Frankfurt fell 0.6 percent as Germany was set to extend a shutdown in Europe’s top economy and Paris gave up 0.4 percent as the French government scrambled to speed up a slow rollout of Covid-19 vaccines. “The mood has soured somewhat as a result of the national lockdowns which are once again coming into force or being extended,” OANDA analyst Craig Erlam said. “This was maybe inevitable anyway as a result of the (Christmas) festivities taking place in the midst of an already severe wave of COVID-19 but the new variant has thrown another spanner in the works.”

OPEC+ move
Members of the oil cartel OPEC and their partners agreed Tuesday to raise output slightly in February and March, but only in Russia and Kazakhstan. Overall the amount of crude oil the group has voluntarily withdrawn from global markets is to decline from 7.2 million barrels per day to 7.125 mbd in February, and 7.05 mbd in March, the OPEC+ group said in a statement issued at the end of its first ministerial meeting of the year.

It called at the same time for caution on the part of those active in the sector owing to the coronavirus pandemic. To ensure the market is not flooded with oil while pandemic-related risks to demand remain high, OPEC kingpin Saudi Arabia decided to cut its own production by one million barrels per day in both months, Energy Minister Prince Abdulaziz bin Salman told a press conference. Oil prices spiked as news of the decision emerged, leaping by around 5.0 percent to more than $50 a barrel around 1830 GMT.
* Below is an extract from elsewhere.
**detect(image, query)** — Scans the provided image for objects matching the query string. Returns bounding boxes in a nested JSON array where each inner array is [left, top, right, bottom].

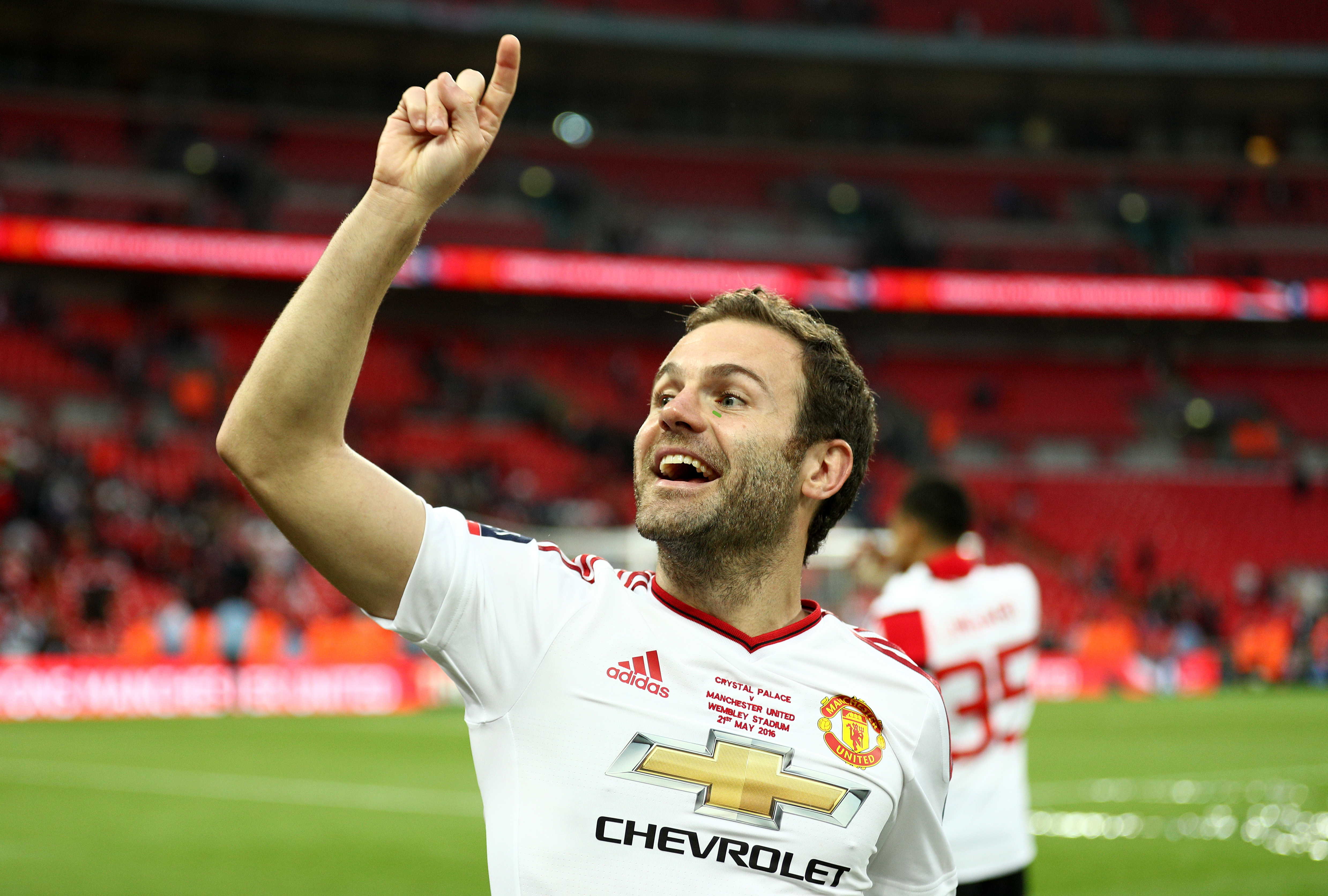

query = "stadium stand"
[[534, 0, 1328, 44]]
The decision represents a compromise between two of the biggest oil producers, Russia and Saudi Arabia, because Moscow had wanted to raise overall crude output by 500,000 barrels per day starting in February. Disagreements on the way forward are nothing new for the OPEC+ grouping, which must factor in a pandemic that shows no sign of abating and a vaccination campaign which has struggled to make headway in some parts of the world. Demand for crude cratered under the effects of the virus in 2020 and oil-producing nations have been trying to adjust output accordingly to underpin prices.